The last 48 hours or so have been a very difficult time.  ADF saw the resignation if it's newly elected advocate... after only 23 days in office.  His exit was in part inflammatory, but it was revealing some of what he went through.  The response from the others on the mother grove have been predictably dismissive and trying to lessen the impact.  I know how this goes, I have been on their side and had to make statements for the purpose of unity that I have not agreed with, or which were a selective telling of facts.

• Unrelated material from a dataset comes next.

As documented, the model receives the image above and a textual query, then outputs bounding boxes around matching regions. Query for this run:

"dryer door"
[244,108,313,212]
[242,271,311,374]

This resignation though has brought me to the point where I just couldn't sit by and do nothing.  One big reason I have been quiet in the past couple years is that I feared that speaking up would cost me the job of webmaster.  Yes, I feared that anything I did I would be retaliated against by the mother grove removing me from the job.  My fear was that if i was removed in haste, before things were in a stable state, the website and all that we do online would be jeopardized.  I honestly hoped it was an irrational fear, but didn't want to take a chance.  With the major upgrade of software for the website completed, and everything appearing to be stable, I now felt that I could step down on my own terms, and as of last night I resigned my position as webmaster of ADF.

Now why did I fear retaliation, you ask.  That is a good question.  I have seen it over and over again that certain individuals on the mother grove are vindictive people.  This is not the mother grove as a whole or even a majority of them.  Just a couple individuals.  I have seen them operate in the past to try to do things against others that would be for no reason other than punishment for something they personally didn't like.  When I was in a position to do something, I was usually the one to slow things down try to get everyone to look at what happened objectively and not from a place of emotions.  My fear is well founded  though as I have seen it attempted.

Back to the precipitating moment.  Nick's resignation.  I obviously don't have all the details, and I am sure there is plenty of confidential information that cannot be shared, nor do I wish to know.  What he describes though is a continuation of a pattern i have seen from my days on the mother grove.  I have seen the treatment of the members advocate be the same as what he described done to his predecessors.  I have no reason at all to not believe what he wrote as what the current environment on the mother grove is like.  To say this at all really saddens me to no end.  This is not the church I have worked to help build up.

So, I have resigned as webmaster, but I am not disappearing. I have sent an email that i am sure will hurt, if not destroy at least one friendship.  I expect that there will be fallout from it.  I am prepared to be a casualty of this.  I am fine with that.  I have stood silent long enough, and I will not do that any more.  I will stand by my ethics and principles and work to bring ADF back to what I, and many others, have tried to build and away from where it is heading.  I am not leaving, and I will be demanding sunlight be shown in all the dark places.